SOCHI, Russia (AP) — The fans in the arena loved the first Olympic figure skating team event.

They might have been a little biased, of course: What wasn't to like when host Russia won gold in a sport adored in this country?

The skaters themselves had mostly nice things to say about the inaugural competition, though their actions suggested slightly more ambivalent feelings.

The concept is popular. The actual logistics, maybe not so much. For the men in particular, the quick turnaround between the team free skate and the individual short program was a concern.

Two of the gold medal favorites, Canada's Patrick Chan and Japan's Yuzuru Hanyu, did not take the ice Sunday, saving energy for the singles event, which starts Thursday. Under the team competition rules, each country could switch up its entry between the short and long programs for two of the four disciplines.
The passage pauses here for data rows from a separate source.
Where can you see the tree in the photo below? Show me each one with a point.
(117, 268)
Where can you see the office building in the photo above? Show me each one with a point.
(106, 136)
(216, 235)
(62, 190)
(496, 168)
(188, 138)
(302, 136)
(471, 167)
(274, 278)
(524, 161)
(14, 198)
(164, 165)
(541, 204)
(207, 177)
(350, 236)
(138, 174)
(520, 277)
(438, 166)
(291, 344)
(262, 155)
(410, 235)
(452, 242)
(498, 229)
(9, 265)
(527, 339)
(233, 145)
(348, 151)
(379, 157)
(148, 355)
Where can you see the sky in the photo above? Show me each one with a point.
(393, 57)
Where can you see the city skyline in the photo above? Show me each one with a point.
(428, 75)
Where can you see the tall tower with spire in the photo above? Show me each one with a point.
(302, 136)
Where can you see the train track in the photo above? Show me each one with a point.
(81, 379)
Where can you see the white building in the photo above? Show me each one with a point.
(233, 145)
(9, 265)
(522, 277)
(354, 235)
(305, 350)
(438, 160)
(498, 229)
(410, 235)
"It feels good to be able to hand it off," Chan said Thursday after his short program, speaking about figure skating's version of passing the baton. "Come the 13th, I don't want to hand if off, of course."

The flexibility made the team event feasible, if a bit less credible and exciting when the top skaters weren't always on the ice.

There were plenty of empty seats throughout the team competition, though that has also been the case in other venues. The fans who showed up seemed to be having a blast; there's no way of knowing what the atmosphere would have been like had the Russians struggled.

NBC's prime-time ratings have been strong so far.

Alexei Mishin, Evgeni Plushenko's coach, says fans can't get enough figure skating.

"Very popular, very beautiful sport," he said. "Four medals — ridiculous. Five medals — better. Six?"

That would be more like it.

The limitations of the Olympic schedule make it difficult to give skaters more of a cushion. The team event started a day before the opening ceremony to squeeze all the competition in.

Four-time world champion Kurt Browning, doing commentary for Canadian broadcasters, suggests one solution: shifting the team competition to after the individual events.

Japan was a long shot for a medal, winding up fifth, though fans certainly would have enjoyed watching Hanyu skate again. Canada's calculus was more complicated because the country came in with team gold medal hopes. In the end, however, the Canadians would have taken silver even had Chan won the free skate because champion Russia racked up so many points in the rest of the programs.

The parents of American skaters Gracie Gold and Jason Brown were talking before the event about how the two teens chose figure skating partly because they didn't like the pressures of team sports. Ice dancer Charlie White, though, is a former hockey player and likes what the team event adds to the sport.

"I think you get a little bit of extra something when you know that there are others relying on you," he said, "and when you know you have the support of your teammates."